Jennica: And how did you gather all these kick-ass female filmmakers together for the film?
Brooke Purdy, filmmaker/actress: They’re all dear friends and my producer, Jen Prince, has been in my boot camp for ten years. So, we had always talked about, “oh gosh, we really want to work together,” “what’s a project we could work on,” and just countless coffee talks where we lamented the fact that another year had gone by and we hadn’t worked on anything. So, when it finally came down to it— I asked her to look at this script and check it out and she did and she said she really wanted to do it and really loved it. Then she brought in a bunch of people from USC, God bless her. The thing is, once you start with someone you really know and trust, especially a woman like that, then it ripples out. Everybody that Jen Prince recommended was amazing and right on board with our vision, and everybody that they recommended was alternately amazing.
We built this team that was already pre-vetted personality-wise, because once you start with the lump of sour dough that you love, all the other bread that’s gonna get baked is pretty much going to be something that you enjoy. We got super lucky and we’re never ever gonna let any of these people go because it was such an awesome experience.

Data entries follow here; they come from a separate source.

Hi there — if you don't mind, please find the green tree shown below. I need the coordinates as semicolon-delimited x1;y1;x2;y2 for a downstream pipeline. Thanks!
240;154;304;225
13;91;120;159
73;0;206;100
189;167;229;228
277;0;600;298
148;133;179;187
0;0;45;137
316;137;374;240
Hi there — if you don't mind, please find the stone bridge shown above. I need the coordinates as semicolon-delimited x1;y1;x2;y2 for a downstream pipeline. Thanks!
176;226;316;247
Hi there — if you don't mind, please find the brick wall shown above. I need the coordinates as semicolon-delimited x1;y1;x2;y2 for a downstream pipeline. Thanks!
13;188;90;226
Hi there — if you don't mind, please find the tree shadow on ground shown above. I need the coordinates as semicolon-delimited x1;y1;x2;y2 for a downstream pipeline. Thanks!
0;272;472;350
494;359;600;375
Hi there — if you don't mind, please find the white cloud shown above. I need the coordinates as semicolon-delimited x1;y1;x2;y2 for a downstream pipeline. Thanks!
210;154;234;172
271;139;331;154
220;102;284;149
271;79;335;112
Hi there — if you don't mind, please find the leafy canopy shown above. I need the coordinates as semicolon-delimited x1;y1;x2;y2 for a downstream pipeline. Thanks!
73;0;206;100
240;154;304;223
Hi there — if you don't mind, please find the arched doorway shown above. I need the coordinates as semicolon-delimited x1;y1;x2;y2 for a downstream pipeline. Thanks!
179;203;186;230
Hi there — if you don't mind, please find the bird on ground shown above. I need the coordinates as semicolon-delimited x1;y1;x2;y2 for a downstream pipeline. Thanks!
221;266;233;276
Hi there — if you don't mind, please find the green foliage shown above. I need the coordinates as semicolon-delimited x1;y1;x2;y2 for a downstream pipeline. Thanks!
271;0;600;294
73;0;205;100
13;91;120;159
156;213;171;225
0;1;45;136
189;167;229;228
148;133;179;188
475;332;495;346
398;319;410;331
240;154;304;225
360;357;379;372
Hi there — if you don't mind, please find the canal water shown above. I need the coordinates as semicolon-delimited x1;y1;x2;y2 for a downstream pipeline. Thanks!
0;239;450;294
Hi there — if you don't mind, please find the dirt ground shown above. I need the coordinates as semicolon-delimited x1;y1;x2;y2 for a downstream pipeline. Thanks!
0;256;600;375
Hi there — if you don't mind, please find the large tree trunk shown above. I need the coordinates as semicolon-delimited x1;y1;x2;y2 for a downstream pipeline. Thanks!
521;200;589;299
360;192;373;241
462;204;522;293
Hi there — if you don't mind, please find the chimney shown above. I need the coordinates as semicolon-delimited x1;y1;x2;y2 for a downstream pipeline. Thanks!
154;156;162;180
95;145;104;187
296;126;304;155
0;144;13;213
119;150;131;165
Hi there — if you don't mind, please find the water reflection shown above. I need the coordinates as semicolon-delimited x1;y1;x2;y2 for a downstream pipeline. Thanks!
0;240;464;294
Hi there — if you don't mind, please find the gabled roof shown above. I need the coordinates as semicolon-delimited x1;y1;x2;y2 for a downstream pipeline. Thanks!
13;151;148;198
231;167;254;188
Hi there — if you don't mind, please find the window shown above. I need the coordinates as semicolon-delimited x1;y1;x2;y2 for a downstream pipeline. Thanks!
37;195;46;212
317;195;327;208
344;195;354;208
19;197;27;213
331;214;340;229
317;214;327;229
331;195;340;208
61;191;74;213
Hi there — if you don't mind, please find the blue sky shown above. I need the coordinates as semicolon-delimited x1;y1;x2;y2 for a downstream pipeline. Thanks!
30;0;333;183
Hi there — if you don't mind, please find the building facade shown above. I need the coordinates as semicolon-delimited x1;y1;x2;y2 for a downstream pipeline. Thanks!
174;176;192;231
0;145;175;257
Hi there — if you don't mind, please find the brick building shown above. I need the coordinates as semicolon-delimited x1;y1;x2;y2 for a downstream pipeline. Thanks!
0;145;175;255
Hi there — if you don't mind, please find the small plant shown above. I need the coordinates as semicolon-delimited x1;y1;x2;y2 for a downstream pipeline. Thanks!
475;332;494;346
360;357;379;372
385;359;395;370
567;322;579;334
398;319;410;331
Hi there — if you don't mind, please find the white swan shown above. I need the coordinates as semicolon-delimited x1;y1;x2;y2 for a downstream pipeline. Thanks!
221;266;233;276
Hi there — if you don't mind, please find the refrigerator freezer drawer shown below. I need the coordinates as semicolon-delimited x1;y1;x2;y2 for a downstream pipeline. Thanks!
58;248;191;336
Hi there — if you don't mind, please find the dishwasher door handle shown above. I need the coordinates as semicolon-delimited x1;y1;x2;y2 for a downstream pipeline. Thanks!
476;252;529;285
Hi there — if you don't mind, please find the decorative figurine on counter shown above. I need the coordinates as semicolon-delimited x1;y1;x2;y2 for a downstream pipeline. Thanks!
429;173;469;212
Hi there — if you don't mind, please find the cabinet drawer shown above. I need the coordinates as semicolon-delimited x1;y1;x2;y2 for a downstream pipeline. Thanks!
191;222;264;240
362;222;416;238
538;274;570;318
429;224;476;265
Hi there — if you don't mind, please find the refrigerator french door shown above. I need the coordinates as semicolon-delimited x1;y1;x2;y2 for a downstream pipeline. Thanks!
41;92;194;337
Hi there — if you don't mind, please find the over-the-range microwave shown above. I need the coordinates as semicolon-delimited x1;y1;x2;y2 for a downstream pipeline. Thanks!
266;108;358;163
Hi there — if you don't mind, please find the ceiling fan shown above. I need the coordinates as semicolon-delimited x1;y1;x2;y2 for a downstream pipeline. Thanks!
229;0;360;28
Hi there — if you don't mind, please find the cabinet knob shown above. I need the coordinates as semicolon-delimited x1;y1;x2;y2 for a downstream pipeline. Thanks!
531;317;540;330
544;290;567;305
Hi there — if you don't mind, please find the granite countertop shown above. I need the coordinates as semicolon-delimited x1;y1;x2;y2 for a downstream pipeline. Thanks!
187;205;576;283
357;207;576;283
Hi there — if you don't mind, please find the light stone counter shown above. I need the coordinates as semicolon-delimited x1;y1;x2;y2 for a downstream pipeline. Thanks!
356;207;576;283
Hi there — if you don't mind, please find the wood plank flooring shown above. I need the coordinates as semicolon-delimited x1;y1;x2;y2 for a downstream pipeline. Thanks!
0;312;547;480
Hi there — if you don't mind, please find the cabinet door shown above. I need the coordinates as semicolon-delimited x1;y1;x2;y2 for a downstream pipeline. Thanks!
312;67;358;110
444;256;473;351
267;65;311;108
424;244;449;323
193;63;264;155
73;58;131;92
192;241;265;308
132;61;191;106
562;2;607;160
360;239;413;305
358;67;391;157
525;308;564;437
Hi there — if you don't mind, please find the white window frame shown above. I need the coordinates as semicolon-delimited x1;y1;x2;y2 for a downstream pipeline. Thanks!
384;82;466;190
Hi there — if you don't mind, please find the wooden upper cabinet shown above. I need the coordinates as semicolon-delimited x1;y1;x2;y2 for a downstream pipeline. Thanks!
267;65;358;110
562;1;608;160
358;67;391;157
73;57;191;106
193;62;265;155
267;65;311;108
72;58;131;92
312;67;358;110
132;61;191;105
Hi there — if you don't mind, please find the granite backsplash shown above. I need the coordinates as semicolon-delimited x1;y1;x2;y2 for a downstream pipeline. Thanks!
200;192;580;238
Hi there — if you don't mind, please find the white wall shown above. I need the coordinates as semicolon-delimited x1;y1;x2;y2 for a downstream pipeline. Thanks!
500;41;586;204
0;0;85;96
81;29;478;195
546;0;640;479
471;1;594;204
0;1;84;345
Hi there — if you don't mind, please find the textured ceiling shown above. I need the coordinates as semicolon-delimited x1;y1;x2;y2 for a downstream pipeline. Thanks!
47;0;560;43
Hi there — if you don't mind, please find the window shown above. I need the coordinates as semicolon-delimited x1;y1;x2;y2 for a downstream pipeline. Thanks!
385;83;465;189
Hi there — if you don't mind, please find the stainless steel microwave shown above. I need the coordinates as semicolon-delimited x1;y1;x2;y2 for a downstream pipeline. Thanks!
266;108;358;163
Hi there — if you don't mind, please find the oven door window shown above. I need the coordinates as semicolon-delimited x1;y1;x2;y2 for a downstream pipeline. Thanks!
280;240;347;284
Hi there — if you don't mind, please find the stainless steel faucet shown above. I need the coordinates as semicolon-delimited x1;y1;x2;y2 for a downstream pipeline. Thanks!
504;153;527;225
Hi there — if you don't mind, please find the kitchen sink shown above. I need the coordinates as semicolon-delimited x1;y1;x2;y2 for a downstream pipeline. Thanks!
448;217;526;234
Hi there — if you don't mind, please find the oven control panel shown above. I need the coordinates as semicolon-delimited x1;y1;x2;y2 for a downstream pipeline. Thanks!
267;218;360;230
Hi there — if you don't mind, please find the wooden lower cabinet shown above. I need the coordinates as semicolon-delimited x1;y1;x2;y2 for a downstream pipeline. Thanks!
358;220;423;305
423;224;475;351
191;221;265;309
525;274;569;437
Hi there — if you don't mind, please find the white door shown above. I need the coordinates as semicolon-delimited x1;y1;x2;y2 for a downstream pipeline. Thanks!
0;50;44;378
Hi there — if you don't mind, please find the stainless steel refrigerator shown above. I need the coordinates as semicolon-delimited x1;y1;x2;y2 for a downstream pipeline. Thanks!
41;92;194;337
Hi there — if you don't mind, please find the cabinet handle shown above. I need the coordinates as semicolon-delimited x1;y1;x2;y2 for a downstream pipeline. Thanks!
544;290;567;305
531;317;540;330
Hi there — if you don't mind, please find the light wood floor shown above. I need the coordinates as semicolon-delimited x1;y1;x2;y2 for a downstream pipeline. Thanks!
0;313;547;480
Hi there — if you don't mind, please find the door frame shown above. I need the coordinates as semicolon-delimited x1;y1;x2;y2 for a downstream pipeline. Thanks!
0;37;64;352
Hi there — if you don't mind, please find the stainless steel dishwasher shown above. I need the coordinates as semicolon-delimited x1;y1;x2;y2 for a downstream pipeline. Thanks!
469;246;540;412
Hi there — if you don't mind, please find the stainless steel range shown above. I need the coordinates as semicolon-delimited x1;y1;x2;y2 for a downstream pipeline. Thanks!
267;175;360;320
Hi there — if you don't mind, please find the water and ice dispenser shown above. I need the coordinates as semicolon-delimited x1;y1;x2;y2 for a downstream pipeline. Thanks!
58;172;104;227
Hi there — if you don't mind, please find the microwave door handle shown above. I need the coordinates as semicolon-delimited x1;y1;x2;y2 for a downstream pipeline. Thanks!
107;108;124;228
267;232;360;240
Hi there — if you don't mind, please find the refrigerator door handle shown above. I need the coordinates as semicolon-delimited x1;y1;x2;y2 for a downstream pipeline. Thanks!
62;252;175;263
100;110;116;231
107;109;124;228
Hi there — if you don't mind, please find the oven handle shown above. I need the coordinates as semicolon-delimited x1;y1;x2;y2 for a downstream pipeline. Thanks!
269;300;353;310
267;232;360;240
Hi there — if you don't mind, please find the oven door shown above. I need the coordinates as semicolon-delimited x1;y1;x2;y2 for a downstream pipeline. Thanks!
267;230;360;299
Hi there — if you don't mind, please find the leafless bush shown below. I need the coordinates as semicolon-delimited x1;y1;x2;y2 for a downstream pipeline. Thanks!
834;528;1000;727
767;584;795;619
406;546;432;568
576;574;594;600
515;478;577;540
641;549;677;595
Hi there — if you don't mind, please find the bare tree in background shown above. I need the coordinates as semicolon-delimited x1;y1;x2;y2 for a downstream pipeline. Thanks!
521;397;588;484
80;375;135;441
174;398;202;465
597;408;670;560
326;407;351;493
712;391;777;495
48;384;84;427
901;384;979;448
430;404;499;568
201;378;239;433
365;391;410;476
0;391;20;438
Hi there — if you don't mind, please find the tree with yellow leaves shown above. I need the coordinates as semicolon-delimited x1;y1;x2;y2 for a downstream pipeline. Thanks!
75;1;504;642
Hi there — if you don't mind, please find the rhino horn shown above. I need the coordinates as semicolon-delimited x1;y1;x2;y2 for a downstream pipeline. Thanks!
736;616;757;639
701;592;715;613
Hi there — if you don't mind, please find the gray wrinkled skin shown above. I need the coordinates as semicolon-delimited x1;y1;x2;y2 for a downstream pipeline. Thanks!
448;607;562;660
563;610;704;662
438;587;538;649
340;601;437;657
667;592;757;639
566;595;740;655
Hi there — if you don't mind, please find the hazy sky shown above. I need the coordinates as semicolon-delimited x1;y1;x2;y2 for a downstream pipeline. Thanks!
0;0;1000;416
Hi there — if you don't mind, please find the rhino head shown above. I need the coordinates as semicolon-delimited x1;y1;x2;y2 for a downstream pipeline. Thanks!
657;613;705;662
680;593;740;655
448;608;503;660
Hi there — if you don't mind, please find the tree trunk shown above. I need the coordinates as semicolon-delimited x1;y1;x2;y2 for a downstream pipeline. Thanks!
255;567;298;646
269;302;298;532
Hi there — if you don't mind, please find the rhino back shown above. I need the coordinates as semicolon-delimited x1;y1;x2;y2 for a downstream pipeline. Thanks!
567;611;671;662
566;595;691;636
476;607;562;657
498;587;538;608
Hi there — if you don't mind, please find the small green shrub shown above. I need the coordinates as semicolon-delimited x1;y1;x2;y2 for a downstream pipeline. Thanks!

Jennica: What was the hardest part for you personally about this entire experience?
Brooke Purdy, filmmaker/actress: I guess ‘navigating.’ It’s really hard in independent filmmaking, because there’s not a union guy saying, “let me get that,” like a lot of the lines are blurred, you might be acting in one scene and doing craft service in the next. I think it was navigating as the writer and co-director and an actress. There were a lot of times I had to just chill out and step back and trust, especially my husband. You’ve got a husband and wife directing team, a first time directing team, directing their own kids, and pets, and no money. On paper, it’s the worst recipe ever and thank God it all worked out beautifully, but there were times for me personally, because I’m a super A-hole control-freak sometimes, so I had to really really really trust him and Jen and my team and just shut my mouth and let them chime in with their decisions that were often times so much better. There were a few times where I just had to step back and take a breath and let it happen in spite of all the answers I thought I had ‘cuz their answers were way better oftentimes.
Jennica: That’s wonderful. I feel like you may never know what an amazing kick-ass person you are from the outside, I’m saying this as an audience member and a big fan and a fellow producer, actress, and indie-work-at-home-parent-filmmaker. I’m really happy about you putting out this work at this really important time in your life, it’s critical activism. What do you have next?
Brooke Purdy, filmmaker/actress: Well, we are keeping the band together and we are charging ahead into our next project called MILES UNDERWATER. I wrote it with my kids in mind based on their success in QUALITY PROBLEMS. I went right into something and we wanted to explore the world of family-friendly. It is about a day in the life of a 13-year old boy and it’s got a little bit of magical realism in it, it’s all on location in San Antonio. [My son] Max is the lead and my daughter Scout is the co-lead. Jen Prince, my producer from QUALITY PROBLEMS is directing.
It’s kind of a different vibe and we’re super proud of it. It’s crazy hopeful and hopefully inspiring because it’s really weird out there right now, so we’re trying to do our little part with our art and we’re charging ahead with more independent filmmaking (which means: no budget).
Jennica: If we were gonna watch QUALITY PROBLEMS tonight, how would you recommend we watch it?
Brooke Purdy, filmmaker/actress: With popcorn, of course. I don’t know, just watch it with an open mind, just watch it for a good story. Those are my favorite films lately, the mega blockbusters have their place and so do the experimentals and the gimmicky films, and this is just a good story. I hope that someone sitting down and watching it not knowing anything will laugh and cry and go on this ride.